But then, Mushfiqur stopped walking, and the Sri Lankans halted a second later. Tamim, with the palm of his left glove partially cut to let his hand jut out of it to accommodate the bandage, entered the field with bat held in right hand. Sri Lankan shoulders drooped just a little, perhaps just at the disappointment of having to field a bit longer when they were congratulating themselves on a job well done.
Mushfiqur seemed to perk up. He had scored 112 off 135 balls that seemed destined to be a lone hand in vain. He looked careworn as he marshalled the tail after the failure of his teammates, including young Mohammad Mithun who gave it away on 63. In 6.5 overs since the start of the 40th over, Bangladesh scored 31 runs for the loss of two wickets -- the story of a team struggling to avoid calamity.
Tamim strode up to face the bowler who had rendered his left arm useless. Lakmal did what any bowler would do -- banged it in short -- and Tamim hopped up on his toes, tucked his left hand away and played the ball safely down with his right hand, which incidentally also held an injured ring finder that needed painkillers to be functional.
Over done with, now it was Mushfiqur's show.
He made sure Tamim would not have to play one more ball. Tamim was there to ensure that Mushfiqur played out the overs and give Bangladesh a chance at a winning start to the Asia Cup. He did a little more than that. He pumped up a pumped-up Mushfiqur after every boundary -- and there were three fours and three sixes off the next 15 balls, realizing 32 runs of genius from Mushfiqur, who had hit eight fours and one six in his previous 135 deliveries.

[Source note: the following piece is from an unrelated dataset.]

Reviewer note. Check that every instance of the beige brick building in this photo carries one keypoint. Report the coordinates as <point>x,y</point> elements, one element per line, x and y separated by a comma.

Mushfiqur himself was batting with rib pain that put his participation in doubt and kept him off the field during Sri Lanka's chase.

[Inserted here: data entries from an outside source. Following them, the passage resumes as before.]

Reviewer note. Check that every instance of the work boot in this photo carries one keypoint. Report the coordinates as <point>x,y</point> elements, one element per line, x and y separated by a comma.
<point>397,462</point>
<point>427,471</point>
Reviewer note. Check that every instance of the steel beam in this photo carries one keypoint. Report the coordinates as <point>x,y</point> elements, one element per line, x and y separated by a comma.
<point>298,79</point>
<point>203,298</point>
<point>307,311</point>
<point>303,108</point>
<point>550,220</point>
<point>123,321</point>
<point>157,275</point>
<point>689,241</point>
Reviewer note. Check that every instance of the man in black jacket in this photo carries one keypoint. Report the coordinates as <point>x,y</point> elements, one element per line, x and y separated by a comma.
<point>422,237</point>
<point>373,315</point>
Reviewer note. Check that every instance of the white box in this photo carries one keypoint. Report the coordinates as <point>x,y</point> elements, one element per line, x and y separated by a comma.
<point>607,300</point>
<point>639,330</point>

It painted the remarkable picture of two players who barely made a whole compensating for all their disadvantages through sheer will, commitment to the team and skill. After the match, information filtered through that it was Mashrafe's plan to send Tamim in, but only if Mushfiqur was on strike at the fall of the ninth wicket. The captain also supposedly fashioned the glove he wore. That Tamim strode out even when he Mushfiqur was at the non-striker's end says that Tamim took it upon himself to help his team even when it may have ended up jeopardizing his career.

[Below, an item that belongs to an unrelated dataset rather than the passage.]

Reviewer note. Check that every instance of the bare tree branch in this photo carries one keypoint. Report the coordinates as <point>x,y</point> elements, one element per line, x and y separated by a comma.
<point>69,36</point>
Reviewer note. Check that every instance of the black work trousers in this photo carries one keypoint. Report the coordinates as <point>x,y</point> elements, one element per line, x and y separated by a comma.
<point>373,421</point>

Tamim may not play another game in this tournament and that will certainly be a blow, but he -- along, of course, with Mushfiqur -- has set the strongest example yet to an underperforming next generation of what it requires to be elite national cricketers.
Former South Africa captain Graeme Smith, in January 2009, was hailed as one of the bravest men in cricket for coming out to face Australia with a broken elbow in order to salvage a draw on the fifth day in Sydney. Smith had to face more deliveries as he was batting with the tail, but the principle was the same -- batting with broken limbs and injuries that may make it difficult to breathe takes real bravery.
Smith lost that match while Tamim and Mushfiqur won theirs, but their greatest achievement may be that a momentous victory will be secondary to the much more momentous example of their character.